Çok az insan, şehirlerin akıllı altyapılarının, siber saldırıların üstesinden gelmek ve etkisiz hale getirmek için gerekli şekilde donanımlı olacaklarını düşünüyor. Çoğunlukla, ulusal hükümetin bu potansiyel tehditlerle baş etmek için daha uygun olacağı düşünülüyor.
Pek çok insan, akıllı şehirlerin vatandaşların kullanımı için güvenli ve güvenilir olmasını öngörüyor olsa da, güvenlik profesyonelleri derneği ISACA tarafından yapılan yeni bir çalışma, önemli tehditler için potansiyelleri ortaya koymakta.
Dernek, yönetim stratejileri, risk yönetimi önlemleri ve gelecekteki teknoloji girişimleri de dahil olmak üzere akıllı şehirlere odaklanmış yaklaşık 2.000 güvenlik ve risk uzmanı ile bir araştırma yaptı. Bu araştırma, daha sık ve yıkıcı olan servis reddi (DoS) saldırılarının yanı sıra, kötü amaçlı yazılım ve fidye yazılımlarının sektördeki kaygıların artmasına neden olduğunu gösteriyor. Ek olarak, bu saldırıların en olası uygulayıcılarının isimlerinin verilmesi istendiğinde, akıllı şehir uzmanları ulus devletlerin ve hacktivist’lerin isimlerini veriyorlar.

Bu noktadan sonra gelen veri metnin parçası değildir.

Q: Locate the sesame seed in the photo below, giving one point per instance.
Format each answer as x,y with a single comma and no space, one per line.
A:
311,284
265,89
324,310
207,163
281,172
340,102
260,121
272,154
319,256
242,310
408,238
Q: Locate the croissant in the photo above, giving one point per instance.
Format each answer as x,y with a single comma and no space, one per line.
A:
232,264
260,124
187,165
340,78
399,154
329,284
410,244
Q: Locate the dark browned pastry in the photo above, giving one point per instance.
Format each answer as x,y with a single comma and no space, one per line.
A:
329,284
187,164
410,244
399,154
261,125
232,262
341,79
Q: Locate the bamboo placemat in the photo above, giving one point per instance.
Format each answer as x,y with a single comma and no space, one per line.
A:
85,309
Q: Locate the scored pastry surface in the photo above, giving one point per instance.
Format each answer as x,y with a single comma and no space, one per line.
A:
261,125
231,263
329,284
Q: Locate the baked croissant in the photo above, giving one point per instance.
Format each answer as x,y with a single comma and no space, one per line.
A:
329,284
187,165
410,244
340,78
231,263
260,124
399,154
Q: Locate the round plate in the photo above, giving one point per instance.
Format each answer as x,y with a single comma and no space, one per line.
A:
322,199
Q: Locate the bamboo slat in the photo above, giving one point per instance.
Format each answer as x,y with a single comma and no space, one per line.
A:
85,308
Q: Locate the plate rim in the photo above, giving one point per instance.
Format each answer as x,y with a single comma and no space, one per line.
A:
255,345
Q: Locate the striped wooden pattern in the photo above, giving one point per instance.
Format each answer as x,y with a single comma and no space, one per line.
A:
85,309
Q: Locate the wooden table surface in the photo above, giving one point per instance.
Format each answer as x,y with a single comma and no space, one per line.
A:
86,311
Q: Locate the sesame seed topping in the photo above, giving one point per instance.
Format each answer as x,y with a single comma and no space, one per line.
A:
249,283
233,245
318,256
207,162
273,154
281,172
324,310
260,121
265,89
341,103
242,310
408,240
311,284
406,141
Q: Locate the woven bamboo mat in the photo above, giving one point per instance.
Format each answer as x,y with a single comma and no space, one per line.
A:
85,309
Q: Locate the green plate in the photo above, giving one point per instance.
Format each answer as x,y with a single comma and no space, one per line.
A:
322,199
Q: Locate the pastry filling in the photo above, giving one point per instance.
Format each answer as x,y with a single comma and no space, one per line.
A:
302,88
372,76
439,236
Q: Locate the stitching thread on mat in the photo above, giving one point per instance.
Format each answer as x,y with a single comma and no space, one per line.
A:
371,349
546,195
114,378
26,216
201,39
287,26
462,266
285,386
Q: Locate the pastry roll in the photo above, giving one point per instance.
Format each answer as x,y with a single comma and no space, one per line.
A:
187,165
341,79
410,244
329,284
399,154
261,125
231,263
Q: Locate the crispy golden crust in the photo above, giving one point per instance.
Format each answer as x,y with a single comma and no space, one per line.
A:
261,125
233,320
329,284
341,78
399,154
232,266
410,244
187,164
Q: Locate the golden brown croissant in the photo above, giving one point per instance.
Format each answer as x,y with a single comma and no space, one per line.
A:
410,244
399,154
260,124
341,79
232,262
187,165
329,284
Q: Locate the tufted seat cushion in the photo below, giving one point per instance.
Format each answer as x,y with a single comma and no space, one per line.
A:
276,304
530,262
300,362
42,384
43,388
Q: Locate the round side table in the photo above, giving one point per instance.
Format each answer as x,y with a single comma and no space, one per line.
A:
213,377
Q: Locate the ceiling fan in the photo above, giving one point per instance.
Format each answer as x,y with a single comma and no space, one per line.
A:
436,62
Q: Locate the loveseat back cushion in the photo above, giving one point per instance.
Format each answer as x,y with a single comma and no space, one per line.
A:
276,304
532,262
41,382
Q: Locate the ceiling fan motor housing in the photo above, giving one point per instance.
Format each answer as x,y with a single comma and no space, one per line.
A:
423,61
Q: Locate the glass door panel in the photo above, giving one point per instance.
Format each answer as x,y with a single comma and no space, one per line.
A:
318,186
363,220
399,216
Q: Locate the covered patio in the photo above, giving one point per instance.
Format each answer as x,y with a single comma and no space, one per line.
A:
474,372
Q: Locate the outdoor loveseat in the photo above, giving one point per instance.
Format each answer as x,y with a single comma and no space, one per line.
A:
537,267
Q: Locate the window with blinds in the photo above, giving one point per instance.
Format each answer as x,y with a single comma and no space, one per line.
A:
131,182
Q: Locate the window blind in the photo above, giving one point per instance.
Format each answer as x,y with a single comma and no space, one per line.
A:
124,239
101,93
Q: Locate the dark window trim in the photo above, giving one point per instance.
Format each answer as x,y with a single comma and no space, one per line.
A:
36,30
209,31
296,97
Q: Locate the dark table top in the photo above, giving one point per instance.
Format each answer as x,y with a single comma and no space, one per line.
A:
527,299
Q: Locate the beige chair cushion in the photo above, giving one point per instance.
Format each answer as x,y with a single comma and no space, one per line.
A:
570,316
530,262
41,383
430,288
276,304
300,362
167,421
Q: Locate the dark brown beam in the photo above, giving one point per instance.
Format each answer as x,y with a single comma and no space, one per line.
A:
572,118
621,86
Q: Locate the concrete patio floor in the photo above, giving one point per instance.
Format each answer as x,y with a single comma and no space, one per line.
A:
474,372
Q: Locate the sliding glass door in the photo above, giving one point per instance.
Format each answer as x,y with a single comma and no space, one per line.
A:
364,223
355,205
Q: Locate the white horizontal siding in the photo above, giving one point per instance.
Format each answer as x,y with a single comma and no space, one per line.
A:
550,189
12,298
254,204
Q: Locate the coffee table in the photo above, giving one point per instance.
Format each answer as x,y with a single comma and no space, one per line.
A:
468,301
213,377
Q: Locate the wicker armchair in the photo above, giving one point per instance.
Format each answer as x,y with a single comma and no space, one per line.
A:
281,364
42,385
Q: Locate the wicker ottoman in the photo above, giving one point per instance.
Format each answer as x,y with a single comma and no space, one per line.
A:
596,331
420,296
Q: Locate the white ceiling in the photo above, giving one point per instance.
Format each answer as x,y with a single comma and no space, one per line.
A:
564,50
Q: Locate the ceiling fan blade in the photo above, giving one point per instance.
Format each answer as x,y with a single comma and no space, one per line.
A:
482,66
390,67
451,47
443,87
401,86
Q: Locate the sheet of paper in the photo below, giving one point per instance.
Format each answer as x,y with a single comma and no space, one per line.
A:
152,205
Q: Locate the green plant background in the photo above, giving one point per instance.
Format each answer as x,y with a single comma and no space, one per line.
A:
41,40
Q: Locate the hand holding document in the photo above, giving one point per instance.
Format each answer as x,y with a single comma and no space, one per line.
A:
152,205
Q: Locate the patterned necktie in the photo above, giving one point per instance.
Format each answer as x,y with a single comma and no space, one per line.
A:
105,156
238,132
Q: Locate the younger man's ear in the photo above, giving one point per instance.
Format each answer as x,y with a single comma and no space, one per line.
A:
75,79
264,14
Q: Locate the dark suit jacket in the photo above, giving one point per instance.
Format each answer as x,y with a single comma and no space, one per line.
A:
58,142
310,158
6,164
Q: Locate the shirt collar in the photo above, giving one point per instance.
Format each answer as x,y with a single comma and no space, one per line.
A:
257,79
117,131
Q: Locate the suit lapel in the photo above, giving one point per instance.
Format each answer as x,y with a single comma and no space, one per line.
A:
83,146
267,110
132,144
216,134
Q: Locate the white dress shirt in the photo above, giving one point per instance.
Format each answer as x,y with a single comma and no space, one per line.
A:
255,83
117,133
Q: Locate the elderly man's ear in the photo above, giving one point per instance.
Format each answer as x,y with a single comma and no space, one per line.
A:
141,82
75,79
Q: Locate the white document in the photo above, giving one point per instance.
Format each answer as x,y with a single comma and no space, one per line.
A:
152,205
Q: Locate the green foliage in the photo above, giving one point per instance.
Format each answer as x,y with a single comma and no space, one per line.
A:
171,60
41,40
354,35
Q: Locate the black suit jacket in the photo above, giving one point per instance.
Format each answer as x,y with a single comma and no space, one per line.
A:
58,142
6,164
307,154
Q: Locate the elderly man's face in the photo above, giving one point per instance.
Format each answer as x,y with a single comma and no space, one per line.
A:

Küresel ankete katılanlar çeşitli kritik altyapı alanlarını potansiyel hedefler olarak işaretlemişler, bu alanlara ulaşım sistemleri, çevre sistemleri ve yerel ve bölgesel yönetimler de dahil. Saldırılara en duyarlı olanlarsa, yüzde 71 oranıyla enerji sektörü, yüzde 70 ile iletişim ve yüzde 64 ile finansal servisler. Ankete katılanların sadece yüzde 15’i, şehirlerin akıllı altyapılarının, siber saldırıların üstesinden gelmek ve etkisiz hale getirmek için gerekli şekilde donanımlı olacaklarını düşünüyor. Ankete katılanların yarısından fazlası ulusal hükümetin bu potansiyel tehditlerle baş etmek için daha uygun olacağını düşünüyor.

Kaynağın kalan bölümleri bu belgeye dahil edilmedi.